Among other benefits, the government will increase by 50%, from 400 to 600 reais (about 110 dollars) per month the Aid Brazil program, formerly Bolsa Familia, created by former leftist president Luiz Inácio Lula da Silva.
In addition, it will create aid for truck drivers of 1,000 reais per month (185 dollars), it will extend aid to the poorest to buy gas cylinders and establish new aid for taxi drivers, in the midst of a rebound in energy prices.
The measures, included in a draft constitutional amendment (PEC), were described by analysts as “PEC Kamikaze”, due to the risk to the balance of public accounts.
Critics of Bolsonaro have questioned the legality of the PEC, which in addition to circumventing the “expenditure ceiling” rule that prevents the government from spending above inflation, could violate Brazilian law that prevents the Executive from granting new benefits in an election year. .
“If nothing was done to relieve Brazilians from the impact of ‘stay home, the economy will be seen later’ and the war (in Ukraine), the left and journalism would claim omission,” Bolsonaro wrote on Twitter days ago. , defending the package of measures. “As we are doing, they claim that it is electoral,” he added.
The far-right administration sought a loophole to spend more by justifying that Brazil is in a “state of emergency” due to Russia’s war in Ukraine and its economic impact, especially on fuel prices.
– “Throwing money from a helicopter” –
Even Lula’s opposition Workers’ Party (PT) supported the measures in Congress, although he deplored their “electoral” nature.

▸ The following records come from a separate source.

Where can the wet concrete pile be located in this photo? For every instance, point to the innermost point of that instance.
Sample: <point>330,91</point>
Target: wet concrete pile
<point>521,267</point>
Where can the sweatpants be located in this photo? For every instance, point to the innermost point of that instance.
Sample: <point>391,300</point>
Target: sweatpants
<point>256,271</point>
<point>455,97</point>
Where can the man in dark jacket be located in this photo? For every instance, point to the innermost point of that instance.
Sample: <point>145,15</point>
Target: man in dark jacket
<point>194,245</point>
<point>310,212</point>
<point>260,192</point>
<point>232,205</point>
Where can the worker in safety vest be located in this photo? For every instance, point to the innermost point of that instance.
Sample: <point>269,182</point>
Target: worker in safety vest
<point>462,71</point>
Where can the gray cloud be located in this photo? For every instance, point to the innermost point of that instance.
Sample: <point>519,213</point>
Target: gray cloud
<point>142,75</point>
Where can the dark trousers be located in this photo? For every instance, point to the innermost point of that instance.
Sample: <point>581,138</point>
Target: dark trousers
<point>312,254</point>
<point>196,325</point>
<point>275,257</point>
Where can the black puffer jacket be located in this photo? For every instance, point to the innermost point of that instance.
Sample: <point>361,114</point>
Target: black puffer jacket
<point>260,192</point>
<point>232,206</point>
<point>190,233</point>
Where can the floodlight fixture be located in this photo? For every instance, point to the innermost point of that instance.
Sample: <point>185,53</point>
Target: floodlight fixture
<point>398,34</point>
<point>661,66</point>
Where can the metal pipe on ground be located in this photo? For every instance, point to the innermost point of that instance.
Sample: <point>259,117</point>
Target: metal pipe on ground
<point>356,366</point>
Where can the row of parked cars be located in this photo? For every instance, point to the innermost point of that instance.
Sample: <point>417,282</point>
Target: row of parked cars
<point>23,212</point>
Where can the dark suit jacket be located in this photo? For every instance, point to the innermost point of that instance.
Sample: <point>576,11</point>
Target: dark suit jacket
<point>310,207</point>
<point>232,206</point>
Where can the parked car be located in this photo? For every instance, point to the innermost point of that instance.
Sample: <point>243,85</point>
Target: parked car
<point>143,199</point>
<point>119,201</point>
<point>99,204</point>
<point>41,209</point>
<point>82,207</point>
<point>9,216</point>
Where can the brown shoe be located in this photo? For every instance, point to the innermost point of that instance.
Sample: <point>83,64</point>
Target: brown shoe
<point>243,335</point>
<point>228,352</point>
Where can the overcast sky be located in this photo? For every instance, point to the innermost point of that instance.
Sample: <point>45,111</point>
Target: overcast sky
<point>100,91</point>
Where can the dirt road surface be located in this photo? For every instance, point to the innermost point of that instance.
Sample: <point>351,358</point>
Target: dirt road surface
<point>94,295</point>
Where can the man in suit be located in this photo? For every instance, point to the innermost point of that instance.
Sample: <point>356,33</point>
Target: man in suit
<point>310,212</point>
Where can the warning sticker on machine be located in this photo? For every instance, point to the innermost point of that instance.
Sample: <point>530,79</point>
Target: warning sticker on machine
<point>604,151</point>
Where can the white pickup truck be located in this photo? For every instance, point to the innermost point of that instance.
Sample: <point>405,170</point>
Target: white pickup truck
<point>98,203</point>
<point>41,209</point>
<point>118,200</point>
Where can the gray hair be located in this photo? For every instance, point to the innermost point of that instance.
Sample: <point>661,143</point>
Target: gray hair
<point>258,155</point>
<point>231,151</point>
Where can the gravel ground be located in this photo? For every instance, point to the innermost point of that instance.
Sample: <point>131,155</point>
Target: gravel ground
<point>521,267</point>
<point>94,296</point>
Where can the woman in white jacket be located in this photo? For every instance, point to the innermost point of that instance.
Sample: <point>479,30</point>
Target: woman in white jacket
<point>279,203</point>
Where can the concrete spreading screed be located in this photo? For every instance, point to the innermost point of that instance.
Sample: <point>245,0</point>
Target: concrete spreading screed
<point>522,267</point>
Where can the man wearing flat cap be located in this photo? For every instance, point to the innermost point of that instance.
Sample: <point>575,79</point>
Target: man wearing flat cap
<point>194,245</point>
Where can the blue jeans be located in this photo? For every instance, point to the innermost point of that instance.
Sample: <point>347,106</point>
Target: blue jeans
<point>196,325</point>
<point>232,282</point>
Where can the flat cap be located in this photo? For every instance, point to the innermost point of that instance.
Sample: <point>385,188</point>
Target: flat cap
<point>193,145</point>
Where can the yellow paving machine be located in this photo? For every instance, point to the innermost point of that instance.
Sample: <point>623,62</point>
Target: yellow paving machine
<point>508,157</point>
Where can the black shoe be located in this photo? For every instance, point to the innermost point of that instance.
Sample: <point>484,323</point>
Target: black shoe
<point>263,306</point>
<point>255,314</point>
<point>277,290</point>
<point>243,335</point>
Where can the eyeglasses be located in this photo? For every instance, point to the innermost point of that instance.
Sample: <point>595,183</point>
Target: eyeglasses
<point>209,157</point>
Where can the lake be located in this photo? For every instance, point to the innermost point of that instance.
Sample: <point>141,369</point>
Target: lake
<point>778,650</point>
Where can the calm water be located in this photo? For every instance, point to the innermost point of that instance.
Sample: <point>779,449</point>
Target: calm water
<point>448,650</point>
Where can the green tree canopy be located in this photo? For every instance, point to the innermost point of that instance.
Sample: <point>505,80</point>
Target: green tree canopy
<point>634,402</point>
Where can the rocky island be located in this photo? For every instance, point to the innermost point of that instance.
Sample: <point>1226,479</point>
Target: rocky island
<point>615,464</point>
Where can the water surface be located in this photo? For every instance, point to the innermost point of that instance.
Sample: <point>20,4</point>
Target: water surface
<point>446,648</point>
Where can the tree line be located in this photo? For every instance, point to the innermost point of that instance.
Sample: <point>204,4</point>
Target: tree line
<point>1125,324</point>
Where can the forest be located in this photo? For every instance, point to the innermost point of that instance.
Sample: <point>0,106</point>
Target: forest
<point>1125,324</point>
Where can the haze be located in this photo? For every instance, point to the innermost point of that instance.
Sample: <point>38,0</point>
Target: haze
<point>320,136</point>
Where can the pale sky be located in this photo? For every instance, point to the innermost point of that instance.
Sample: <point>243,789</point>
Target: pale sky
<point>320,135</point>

On several occasions, Lula has compared the PEC to an “ice cream”: “You suck it, it’s over and you’re left with the stick in your hand.”
The extraordinary spending could be Bolsonaro’s “last card” to increase his electoral support among the poorest and generate a sense of well-being and try to improve his performance on October 2, the date of the first round of the presidential election, he told the press. AFP Paulo Calmon, political scientist at the University of Brasilia.
“It is an act of desperation in the face of the polls,” in which Lula maintains a wide lead, he added.
Bolsonaro has lost popularity in recent months, according to experts, due to the fragile economic situation and double-digit inflation since September 2021.
During the first year of the pandemic, the payment of 600 reais a month contributed to an improvement in the president’s popularity among the poorest groups.
Although the level of poverty in Brazil is high, “the current emergency (for the government) is electoral, not social,” Marcelo Neri, director of the Center for Social Policies of the Getulio Vargas Foundation, told AFP.
“Brazil is going to throw money from a helicopter without being effective in the fight against poverty (…) the government has ways to spend fewer resources and help those who really need it,” said Neri, who pointed out that Aid will not distinguish, for example, between families with one or several children.
Although they will bring relief in the short term, analysts point out that the electoral benefits can fuel inflation by impacting on the dollar, which has appreciated due to greater fear that public finances will get out of control.